Saturday, October 10, 2009

Jackson Pollock, Jack White, Neil Young, Susan Powter & Marcel Duchamp

Every artist has times when the Muse takes a sabbatical.
I often think about Jackson Pollock's downward, alcohol-fueled spiral after his wildly successful "drip" (action) paintings. In my youth, I never understood how Pollock's once-upon-a-time brilliance could be dimmed, and ultimately extinguished.
As I fumble around my studio these days, the answer to my Pollock pondering comes to me in one word - fear. I theorize that Pollock was afraid that his post-action work would not be 'as good'. His solution? Don't produce any work and dull the creative flow with massive quantities of alcohol.
After incredible success, Pollock was unable to complete any artwork for many years until his fatal car crash.
Today, I think I understand Pollock's fear.
I often remedy my own fear of failure by observing Jack White and Neil Young, two artists who take risks by creating unique, sometimes quirky, not always sure-fire, successful pieces. Their inspiration to me lies in the fact that both of these musicians keep creating, despite commercial constraints. To my ears, both White and Young sound fresh, youthful, fearless! And when they get it right - well....words cannot paint that sound or capture that feeling.
Lesson to me? Do not fear failing - fear the times you do not even try.
Susan Powter has written this: "Motivation is in the process of doing". I have this 'just do it' nugget posted in 3 places of my home and my studio. 
Then again, a good game of chess may be a much-needed distraction from the studio. Consider Marcel Duchamp, the famous Surrealist, who declared that he was retiring from the avant garde. He announced that he wanted to play chess for the rest of his life.
Now, that move took courage.
(Above photo is a candelabra created for Mr. & Mrs. Bill Fitzgibbons at request of Mr. Creighton Michael; Brass, copper; ca. 1984)

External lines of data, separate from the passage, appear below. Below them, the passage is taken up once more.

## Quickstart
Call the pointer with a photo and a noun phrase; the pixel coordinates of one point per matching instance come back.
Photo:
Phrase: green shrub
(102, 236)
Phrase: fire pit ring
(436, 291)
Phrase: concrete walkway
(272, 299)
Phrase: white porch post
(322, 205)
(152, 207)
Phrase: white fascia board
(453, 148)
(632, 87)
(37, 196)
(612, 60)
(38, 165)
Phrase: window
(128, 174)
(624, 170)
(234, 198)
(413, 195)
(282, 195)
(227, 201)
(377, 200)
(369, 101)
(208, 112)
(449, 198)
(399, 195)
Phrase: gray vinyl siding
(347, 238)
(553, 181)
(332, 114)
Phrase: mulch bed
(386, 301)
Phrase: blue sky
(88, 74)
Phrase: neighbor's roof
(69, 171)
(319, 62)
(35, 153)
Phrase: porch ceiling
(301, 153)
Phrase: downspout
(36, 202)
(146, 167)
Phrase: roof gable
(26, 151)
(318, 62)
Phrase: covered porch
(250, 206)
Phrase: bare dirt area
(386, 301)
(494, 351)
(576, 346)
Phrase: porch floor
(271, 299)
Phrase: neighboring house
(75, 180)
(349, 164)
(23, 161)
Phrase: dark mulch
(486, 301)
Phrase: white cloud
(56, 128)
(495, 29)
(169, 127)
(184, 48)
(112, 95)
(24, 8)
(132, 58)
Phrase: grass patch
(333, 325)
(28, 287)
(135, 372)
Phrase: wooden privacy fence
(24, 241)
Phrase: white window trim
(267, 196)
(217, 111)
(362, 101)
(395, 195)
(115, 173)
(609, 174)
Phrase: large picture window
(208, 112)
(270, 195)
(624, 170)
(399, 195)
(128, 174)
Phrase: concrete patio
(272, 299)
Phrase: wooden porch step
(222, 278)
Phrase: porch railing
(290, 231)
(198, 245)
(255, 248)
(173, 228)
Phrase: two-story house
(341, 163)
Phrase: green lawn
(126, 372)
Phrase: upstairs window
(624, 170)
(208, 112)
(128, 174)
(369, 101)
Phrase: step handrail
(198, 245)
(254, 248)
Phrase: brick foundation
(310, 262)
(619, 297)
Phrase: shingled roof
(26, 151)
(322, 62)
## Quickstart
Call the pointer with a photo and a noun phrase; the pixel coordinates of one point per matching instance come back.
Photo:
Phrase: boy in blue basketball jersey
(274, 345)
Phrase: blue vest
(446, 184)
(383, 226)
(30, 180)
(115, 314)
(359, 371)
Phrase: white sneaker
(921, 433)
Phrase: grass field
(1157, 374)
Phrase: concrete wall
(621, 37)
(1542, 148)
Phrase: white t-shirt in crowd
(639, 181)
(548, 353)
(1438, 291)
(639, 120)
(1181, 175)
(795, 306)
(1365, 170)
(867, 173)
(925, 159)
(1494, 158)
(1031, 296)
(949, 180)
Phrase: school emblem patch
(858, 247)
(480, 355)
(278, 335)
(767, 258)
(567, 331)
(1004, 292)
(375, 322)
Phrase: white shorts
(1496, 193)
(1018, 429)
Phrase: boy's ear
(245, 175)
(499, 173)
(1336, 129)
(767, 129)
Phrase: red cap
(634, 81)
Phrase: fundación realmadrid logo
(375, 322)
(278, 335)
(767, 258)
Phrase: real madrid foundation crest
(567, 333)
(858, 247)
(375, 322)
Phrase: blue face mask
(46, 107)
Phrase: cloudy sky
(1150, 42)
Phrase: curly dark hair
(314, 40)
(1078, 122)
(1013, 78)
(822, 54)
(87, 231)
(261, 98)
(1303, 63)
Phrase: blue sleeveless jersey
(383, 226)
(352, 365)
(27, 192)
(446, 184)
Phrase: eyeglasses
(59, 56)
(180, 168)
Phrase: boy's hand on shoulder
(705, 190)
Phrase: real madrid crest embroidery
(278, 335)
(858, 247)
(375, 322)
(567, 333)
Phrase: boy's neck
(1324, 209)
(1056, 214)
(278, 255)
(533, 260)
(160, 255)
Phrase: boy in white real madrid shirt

  1. great blog, and how true. fear not, and godspeed.

  2. Well stated and meaningful! It makes one stop and think of why they did not do something st least. Step out of your comfort zone and do not be afraid of new challenges. At least you tried!

  3. While I haven't the faintest clue as to what this post is all about, I congratulate you on your new endeavour. May this venue serve you to the fullest degree in expressing your artistic views!

    Peace and love :)

  4. Great blog indeed. Knowing how talented you are it is hard to believe that fear of failure would hinder you. There I go forgetting how human we all are. Inspirational and great food for thought.

  5. Thanks for all of your comments. I look forward to more! Be inspired today.

  6. Got an email from Marty Roth, rhythm guitarist/songwriter/vocalist of the late 1960s Canadian psych band Bent Wind requesting the usage of my review of their lp Sussex in marketing both Sussex and their newer 2 cd set the Lost Ryerson Tapes. Also, got an email from Brian Godding of the Blossom Toes and BB Blunder, 2 great British psych bands, thanking me for my "heart warming" review of their latest releases. These musicians seem so incredibly talented to me it is difficult to believe that they would feel unworthy of kind words regarding their work. Truly shows how human we all are. I hope lots of people find their way to this blog and post comments. Dave Mitchell, lead guitarist of the legendary Texas band Josefus just emailed to discuss the cd debut of the band's 1990 release "Son of Dead Man." The common thread among all these correspondences, FEAR. What a wonderful forum for sharing. While none of these musicians have the fortune or fame of Jack White or Neil Young, their talent is unquestionable and they deserve much wider audiences. Oh, and by the way Jack has always said one of his biggest influences is the British two piece band, Tractor, with Jim Milne on guitar, bass, and vocals and Steve Clayton on drums, bass, and vocals. They have numerous cds out and are still active. Check them out!

  7. I think there is a lot of Jackson Pollack in all of us. Fear of failure no doubt scrams out for the numbing of alcohol or other chemicals. You have certainly struck a nerve with me. I have long wondered why so many musicians ask to use snippets of my reviews for their advertising. Now I get it. They really don't understand how talented they are and my words bring them hope or at least validation for their efforts. When my reviews are positive, that is.